Spurs have a number of players out on loan as it stands:

  • Cameron Carter-Vickers (1997) – Swansea City, Championship
  • Josh Onomah (1997) – Sheffield Wednesday, Championship
  • Connor Ogilvie (1996) – Gillingham, League One
  • Marcus Edwards (1998) – Excelsior, Eredivisie
  • Sam Shashoua (1999) – Atlético Baleares, Segunda División B – Group 3 (Spanish third tier)

Cameron Carter-Vickers

Carter-Vickers has played 413 minutes for Swansea City across eight appearances, four from the start. He has essentially been unable to displace Mike van der Hoorn or Swansea’s own Academy prospect, 21-year old Joe Rodon. Rumours suggest that talks are ongoing as to whether Carter-Vickers will be recalled, with Ipswich waiting in the wings to take him for the second half of the season if that is ultimately agreed.

Josh Onomah

Josh Onomah has endured another unhappy loan spell. Jos Luhukay was sacked as manager last week — one of his final duties was to publicly criticise Onomah, who he withdrew at half-time in his final match.

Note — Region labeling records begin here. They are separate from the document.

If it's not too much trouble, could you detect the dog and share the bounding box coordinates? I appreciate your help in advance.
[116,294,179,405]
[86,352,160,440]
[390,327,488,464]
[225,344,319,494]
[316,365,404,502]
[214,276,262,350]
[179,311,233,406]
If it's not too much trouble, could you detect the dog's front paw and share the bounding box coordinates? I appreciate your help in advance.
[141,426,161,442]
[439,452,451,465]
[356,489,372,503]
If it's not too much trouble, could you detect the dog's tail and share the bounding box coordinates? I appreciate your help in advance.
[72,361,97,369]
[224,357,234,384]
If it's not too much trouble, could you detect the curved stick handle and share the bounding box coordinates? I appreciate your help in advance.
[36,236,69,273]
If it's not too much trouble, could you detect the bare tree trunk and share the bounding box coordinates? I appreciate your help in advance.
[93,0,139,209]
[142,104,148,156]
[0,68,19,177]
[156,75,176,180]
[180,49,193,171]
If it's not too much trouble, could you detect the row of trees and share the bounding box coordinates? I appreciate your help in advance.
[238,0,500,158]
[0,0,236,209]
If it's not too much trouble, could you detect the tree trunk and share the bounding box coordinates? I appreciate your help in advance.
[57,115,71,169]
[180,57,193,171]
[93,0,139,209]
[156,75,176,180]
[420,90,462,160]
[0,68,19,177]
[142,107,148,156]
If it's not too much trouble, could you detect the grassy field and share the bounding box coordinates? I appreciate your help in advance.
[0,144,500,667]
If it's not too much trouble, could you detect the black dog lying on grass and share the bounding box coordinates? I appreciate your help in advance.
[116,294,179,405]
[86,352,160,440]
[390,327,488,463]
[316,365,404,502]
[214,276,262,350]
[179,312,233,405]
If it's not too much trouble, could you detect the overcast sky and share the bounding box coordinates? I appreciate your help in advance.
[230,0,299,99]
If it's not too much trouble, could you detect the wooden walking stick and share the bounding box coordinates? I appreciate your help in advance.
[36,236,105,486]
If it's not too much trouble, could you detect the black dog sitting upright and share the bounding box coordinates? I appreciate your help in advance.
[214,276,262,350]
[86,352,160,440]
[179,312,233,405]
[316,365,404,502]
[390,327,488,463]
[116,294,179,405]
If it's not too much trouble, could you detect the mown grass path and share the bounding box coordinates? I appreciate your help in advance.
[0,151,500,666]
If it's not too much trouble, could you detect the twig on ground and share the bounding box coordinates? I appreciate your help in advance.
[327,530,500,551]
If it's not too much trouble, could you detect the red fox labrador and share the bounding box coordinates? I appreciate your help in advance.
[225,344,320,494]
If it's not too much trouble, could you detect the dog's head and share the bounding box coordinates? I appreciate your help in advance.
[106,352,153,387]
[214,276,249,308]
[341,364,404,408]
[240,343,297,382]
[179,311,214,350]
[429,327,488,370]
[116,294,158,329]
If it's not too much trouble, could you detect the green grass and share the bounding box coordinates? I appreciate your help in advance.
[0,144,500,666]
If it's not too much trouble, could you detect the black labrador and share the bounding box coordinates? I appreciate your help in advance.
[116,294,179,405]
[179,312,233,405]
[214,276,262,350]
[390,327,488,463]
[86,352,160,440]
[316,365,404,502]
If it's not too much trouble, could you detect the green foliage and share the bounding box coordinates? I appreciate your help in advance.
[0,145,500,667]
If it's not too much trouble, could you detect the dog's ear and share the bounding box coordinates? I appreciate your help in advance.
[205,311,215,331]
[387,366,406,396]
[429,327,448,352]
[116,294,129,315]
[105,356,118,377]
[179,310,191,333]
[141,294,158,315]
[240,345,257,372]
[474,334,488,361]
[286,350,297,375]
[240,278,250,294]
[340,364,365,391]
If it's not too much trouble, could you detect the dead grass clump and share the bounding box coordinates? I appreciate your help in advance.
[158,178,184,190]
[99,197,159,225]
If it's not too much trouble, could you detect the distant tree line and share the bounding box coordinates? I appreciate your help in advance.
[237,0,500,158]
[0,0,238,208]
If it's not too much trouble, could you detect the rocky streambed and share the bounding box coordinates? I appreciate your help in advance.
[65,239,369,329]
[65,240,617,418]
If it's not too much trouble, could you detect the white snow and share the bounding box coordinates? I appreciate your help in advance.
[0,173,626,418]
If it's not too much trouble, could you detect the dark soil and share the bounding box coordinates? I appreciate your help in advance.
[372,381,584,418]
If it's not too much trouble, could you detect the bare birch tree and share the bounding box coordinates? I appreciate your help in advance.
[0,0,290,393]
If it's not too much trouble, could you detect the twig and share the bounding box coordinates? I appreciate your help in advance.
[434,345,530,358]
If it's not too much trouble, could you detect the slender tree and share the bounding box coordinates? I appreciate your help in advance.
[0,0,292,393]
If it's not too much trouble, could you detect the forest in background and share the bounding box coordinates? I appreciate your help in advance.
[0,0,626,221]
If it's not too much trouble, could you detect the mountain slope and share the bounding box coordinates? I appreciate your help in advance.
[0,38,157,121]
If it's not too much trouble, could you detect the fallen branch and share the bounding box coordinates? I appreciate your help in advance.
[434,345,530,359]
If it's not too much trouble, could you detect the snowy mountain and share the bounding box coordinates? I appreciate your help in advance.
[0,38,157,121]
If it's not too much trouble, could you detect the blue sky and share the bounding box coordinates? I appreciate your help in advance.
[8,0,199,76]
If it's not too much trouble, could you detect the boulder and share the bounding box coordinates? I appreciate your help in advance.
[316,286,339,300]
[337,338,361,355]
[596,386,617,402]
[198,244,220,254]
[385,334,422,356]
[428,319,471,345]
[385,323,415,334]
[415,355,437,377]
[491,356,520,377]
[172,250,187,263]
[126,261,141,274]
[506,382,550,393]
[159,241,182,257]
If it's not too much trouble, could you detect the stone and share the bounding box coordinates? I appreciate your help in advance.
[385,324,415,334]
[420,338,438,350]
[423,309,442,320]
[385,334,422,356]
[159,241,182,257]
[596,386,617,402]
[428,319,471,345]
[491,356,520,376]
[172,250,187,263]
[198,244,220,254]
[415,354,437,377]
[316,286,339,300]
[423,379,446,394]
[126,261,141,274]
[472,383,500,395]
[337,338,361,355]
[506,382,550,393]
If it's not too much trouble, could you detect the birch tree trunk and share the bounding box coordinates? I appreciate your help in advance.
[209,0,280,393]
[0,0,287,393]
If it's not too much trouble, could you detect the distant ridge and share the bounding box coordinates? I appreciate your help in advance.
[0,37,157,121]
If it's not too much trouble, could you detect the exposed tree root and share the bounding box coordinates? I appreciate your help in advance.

Caretaker manager Lee Bullen put Onomah straight back in the line-up for the match against Preston North End and was rewarded with an assist. I was able to watch the game, and had a few thoughts on Onomah which I tweeted in this thread:

Sheffield Wednesday grew in confidence as the match went on. This coincided with them playing through Onomah in midfield rather than bypassing him, and it ultimately led to the goal, which Onomah created with a cross.

From my perspective he did not have an outstanding game — certainly not close to the levels we’ve seen him at for Spurs Under-18s, Under-23s, or England Under-20s, but he was good, and a lot of Wednesday’s fans were raving about him afterwards and hoping that this is the start of things to come.

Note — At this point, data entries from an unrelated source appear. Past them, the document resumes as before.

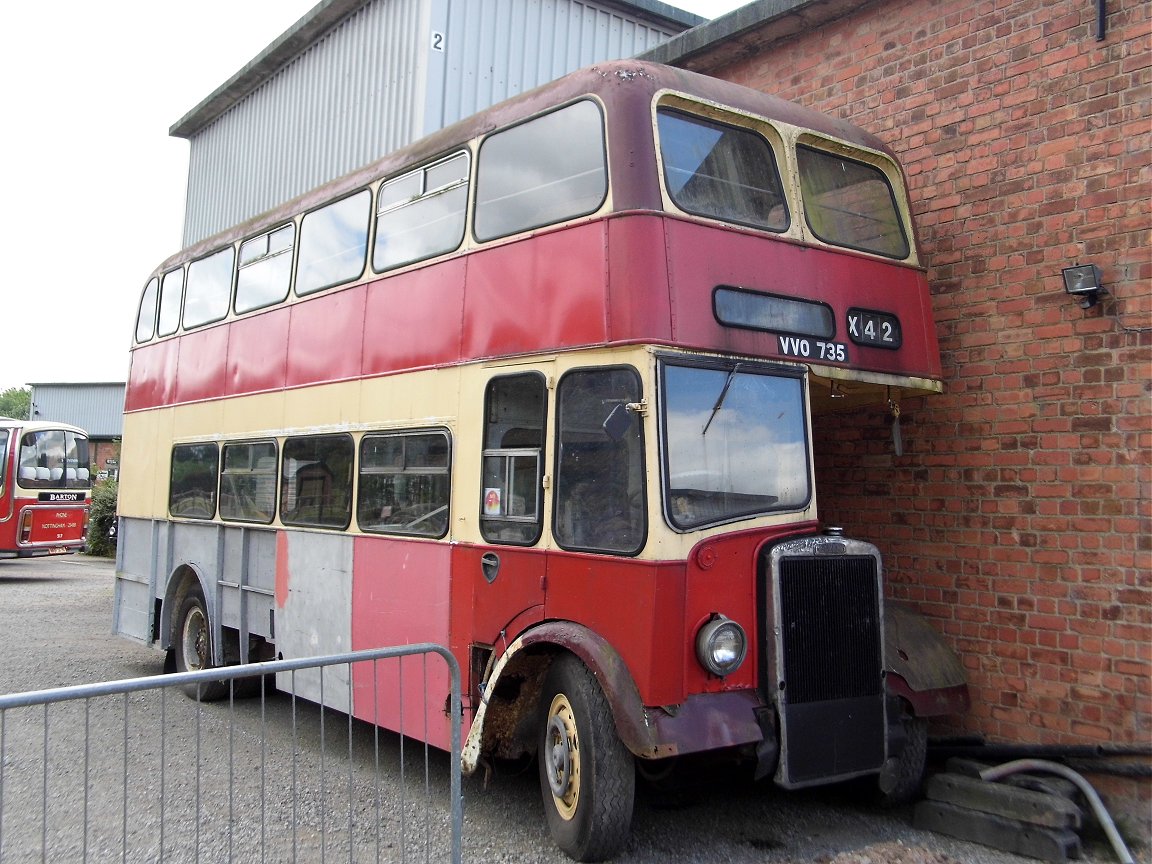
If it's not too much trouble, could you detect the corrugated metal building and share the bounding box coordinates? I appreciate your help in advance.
[29,381,124,480]
[169,0,704,245]
[29,382,124,440]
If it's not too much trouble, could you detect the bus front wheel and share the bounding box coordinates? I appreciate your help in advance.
[174,586,228,702]
[538,654,636,862]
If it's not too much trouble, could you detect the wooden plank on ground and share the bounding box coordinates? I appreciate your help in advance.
[912,801,1081,864]
[925,774,1084,831]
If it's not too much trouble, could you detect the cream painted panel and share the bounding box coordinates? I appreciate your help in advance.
[275,531,353,713]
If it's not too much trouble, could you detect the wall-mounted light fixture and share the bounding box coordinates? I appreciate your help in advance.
[1060,264,1108,309]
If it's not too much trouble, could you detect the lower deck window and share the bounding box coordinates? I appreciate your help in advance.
[356,432,449,537]
[280,435,355,529]
[480,372,547,546]
[168,444,220,520]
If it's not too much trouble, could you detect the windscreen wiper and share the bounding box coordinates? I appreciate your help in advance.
[700,363,740,435]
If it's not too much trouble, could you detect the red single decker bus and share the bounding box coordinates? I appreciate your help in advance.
[0,417,92,558]
[115,61,968,861]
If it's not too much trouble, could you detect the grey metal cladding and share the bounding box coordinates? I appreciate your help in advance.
[173,0,681,245]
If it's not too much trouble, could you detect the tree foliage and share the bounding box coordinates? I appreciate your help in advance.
[0,387,32,420]
[88,480,119,558]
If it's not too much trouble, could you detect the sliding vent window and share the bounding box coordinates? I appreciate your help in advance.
[657,111,789,232]
[480,372,546,546]
[296,189,372,296]
[553,369,646,554]
[136,276,160,342]
[220,441,276,524]
[475,100,608,241]
[796,146,910,258]
[356,432,448,537]
[236,225,296,312]
[280,435,355,529]
[184,247,234,327]
[372,153,468,273]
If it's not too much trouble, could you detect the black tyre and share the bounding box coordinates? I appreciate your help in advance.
[877,702,929,806]
[173,586,228,702]
[537,654,636,861]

The problem is that Steve Bruce is likely to take over. The same Steve Bruce who had Onomah at Villa, and arguably did not make the best use of him; it will be interesting to see how Spurs handle this one. On one hand, they could argue that adversity is character-building. On the other, Onomah needs to be playing in a possession-based team to be able to showcase his talent.

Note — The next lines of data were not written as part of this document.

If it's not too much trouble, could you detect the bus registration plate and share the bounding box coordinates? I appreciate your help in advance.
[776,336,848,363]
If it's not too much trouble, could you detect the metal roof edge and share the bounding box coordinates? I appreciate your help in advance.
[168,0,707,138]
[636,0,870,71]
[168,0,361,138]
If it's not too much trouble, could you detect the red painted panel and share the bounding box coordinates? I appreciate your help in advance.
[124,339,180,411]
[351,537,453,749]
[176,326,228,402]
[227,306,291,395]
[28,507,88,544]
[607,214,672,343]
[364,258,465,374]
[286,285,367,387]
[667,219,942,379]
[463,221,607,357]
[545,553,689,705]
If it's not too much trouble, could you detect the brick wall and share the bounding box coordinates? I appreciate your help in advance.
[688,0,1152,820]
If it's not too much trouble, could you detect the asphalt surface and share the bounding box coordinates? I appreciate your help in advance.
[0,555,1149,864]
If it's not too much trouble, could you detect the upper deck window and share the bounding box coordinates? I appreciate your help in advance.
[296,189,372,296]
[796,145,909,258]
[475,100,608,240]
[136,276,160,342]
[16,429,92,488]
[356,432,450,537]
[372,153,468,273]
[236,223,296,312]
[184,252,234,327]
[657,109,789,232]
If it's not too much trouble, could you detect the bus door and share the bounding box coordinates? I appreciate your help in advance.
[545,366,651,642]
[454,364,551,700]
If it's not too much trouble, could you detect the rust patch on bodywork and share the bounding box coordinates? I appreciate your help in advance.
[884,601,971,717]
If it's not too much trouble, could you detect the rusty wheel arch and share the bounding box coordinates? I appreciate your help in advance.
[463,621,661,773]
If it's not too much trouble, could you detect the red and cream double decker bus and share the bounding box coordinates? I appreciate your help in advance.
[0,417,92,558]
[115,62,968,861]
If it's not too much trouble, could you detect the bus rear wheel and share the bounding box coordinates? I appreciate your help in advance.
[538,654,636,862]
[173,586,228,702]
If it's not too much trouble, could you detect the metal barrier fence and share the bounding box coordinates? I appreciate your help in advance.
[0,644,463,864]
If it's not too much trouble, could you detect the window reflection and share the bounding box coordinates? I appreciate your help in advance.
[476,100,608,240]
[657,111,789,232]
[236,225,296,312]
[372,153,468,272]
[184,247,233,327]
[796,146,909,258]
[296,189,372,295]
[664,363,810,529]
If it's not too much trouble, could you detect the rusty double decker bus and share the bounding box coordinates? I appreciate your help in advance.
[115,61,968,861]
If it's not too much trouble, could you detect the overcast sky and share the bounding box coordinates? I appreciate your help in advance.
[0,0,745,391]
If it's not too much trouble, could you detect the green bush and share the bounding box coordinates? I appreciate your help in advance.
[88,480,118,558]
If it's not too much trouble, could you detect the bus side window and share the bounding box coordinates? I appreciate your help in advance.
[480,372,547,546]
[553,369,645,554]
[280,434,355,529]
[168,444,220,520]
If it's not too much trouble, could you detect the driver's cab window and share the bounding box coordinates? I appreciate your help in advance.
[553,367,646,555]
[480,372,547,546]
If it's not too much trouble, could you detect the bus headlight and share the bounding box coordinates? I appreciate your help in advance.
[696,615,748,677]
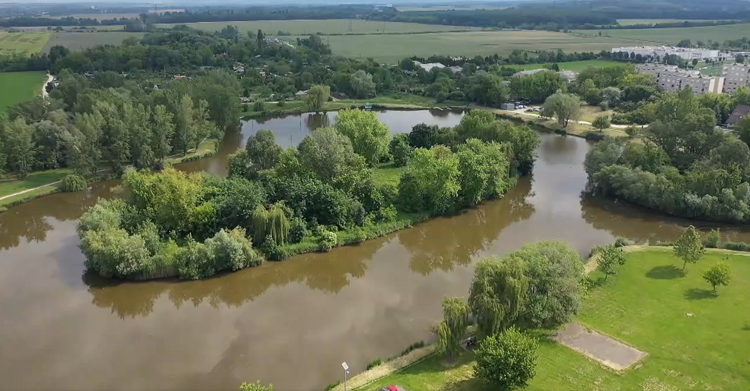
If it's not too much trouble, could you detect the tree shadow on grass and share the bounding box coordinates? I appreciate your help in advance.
[685,288,718,300]
[646,265,685,280]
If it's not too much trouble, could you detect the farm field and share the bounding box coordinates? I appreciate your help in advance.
[157,19,479,35]
[361,247,750,391]
[43,31,145,53]
[617,19,724,26]
[573,23,750,45]
[0,31,50,56]
[508,60,626,72]
[0,72,47,112]
[325,31,629,63]
[50,10,145,20]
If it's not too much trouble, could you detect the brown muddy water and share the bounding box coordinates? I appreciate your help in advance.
[0,111,750,391]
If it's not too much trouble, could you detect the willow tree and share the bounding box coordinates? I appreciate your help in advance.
[252,204,290,245]
[469,258,529,337]
[437,297,469,358]
[251,205,268,244]
[266,204,290,246]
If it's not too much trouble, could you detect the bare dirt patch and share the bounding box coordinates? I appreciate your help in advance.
[552,323,648,371]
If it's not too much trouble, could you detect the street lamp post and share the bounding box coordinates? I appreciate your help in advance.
[341,361,349,391]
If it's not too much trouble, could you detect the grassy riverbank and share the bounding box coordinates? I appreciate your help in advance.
[0,139,218,212]
[359,247,750,391]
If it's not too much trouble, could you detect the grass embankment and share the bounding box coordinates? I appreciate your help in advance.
[0,31,50,56]
[0,139,218,212]
[0,71,47,111]
[361,247,750,391]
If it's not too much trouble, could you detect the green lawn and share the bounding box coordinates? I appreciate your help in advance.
[363,248,750,391]
[0,168,73,204]
[0,72,47,111]
[573,23,750,46]
[0,31,50,56]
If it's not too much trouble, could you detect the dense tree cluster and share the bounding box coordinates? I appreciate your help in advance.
[0,70,239,178]
[585,90,750,223]
[79,110,539,278]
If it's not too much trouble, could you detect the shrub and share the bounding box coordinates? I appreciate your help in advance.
[318,231,338,253]
[703,228,721,248]
[474,328,537,390]
[324,380,341,391]
[615,237,633,247]
[399,341,425,356]
[60,174,86,192]
[367,358,383,371]
[724,242,750,251]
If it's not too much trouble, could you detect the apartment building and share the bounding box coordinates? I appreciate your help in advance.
[612,46,722,61]
[722,64,750,94]
[635,64,724,95]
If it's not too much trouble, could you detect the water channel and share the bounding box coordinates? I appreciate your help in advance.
[0,111,750,391]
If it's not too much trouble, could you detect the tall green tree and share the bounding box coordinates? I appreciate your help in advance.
[437,297,469,358]
[335,110,390,167]
[544,92,581,127]
[305,85,331,113]
[673,225,706,270]
[596,244,625,281]
[469,257,529,336]
[2,118,34,179]
[151,105,175,162]
[173,95,196,155]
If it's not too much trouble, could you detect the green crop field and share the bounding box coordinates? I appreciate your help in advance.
[0,32,50,56]
[0,72,47,111]
[361,248,750,391]
[44,31,144,53]
[158,19,478,35]
[508,60,626,72]
[617,19,724,26]
[573,23,750,45]
[324,31,628,63]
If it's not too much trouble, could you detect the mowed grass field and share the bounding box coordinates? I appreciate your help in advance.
[573,23,750,45]
[0,72,47,112]
[0,31,50,56]
[43,31,145,53]
[325,31,629,63]
[362,248,750,391]
[158,19,479,35]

At this point it looks likely to me that Pochettino has made his mind up on Onomah, and I suspect he will move on at the end of the season. I personally think that that is best for his career; he would be better off joining a Championship club, establishing himself and working his way back up to the Premier League. It’s a pity that the stars haven’t aligned for Onomah in the same way that they did for Harry Winks, but the reality is that in the current climate, Premier League managers see less risk in spending money on players who had already got some games under their belts, something I wrote about last week.

Connor Ogilvie

Ogilvie has found starts trickier to come across in his second spell at Gillingham, though he has been back in their first team for the past four league matches. Ogilvie turns 23 in February and I presume this loan must be another ‘audition’ for a permanent move to the Gills, where he seems to fit in reasonably well.

Marcus Edwards

Edwards has found himself out of the way Excelsior team lately after a good early run in which he’d started seven straight matches, so when he was named on the bench against Heracles last night I didn’t pay much attention. With quarter of an hour to go, I noticed he’d come on – streams of Eredivisie matches are very easy to find so I managed to catch a bit. His side were 3-0 down at the time and the team were struggling to move the ball out of defence. Edwards was coming into the centre of the pitch and willing to take the ball anywhere, turning sharply and committing players. His teammates seemed to have been directed to give the ball to him, which hopefully suggests that he might find his way back into the starting XI next time out. I also saw him tear back into position to cover breaks a couple of times; his lack of defensive instinct was something people had previously criticised him for, so this was pleasing.

Sample sizes are relatively small and he’s at a struggling side, but their points per game are 0.57 when he doesn’t start compared to 1.14 when he does. I’ve caught three or four matches and he’s generally been their most lively player, though his decision making has been an issue and he’s only registered one assist so far. Still, as long as he plays some games in the second half of the season then you’d have to say that this is infinitely better for him than occasional Under-23 matches.

Best case scenario: he establishes himself again in the second half of the season, registers a few goals and assists and is given a clean slate in pre-season 2019/20.

Sam Shashoua

Sam Shashoua, or just ‘Samuel’ as the Spanish commentators charmingly refer to him, is having a lovely time at Club Deportivo Atlético Baleares in Majorca. The Spanish third tier seems to be a good fit for his physical development, and a season of regular matches out on the left wing will stand him in good stead for next year.

He has so far racked up 3 goals and 2 assists in 997 minutes, a goal or assist every 199 minutes; not bad for a 19-year old making his first steps into competitive men’s football. Shashoua could easily play League One football, but given how well he seems to have settled, it makes sense to leave him at Baleares and to see how he looks after a full season. I suspect he could be a player who goes on the first team’s pre-season tour, and from there who knows what can happen: just look at Luke Amos before injury cruelly robbed him of potential opportunities.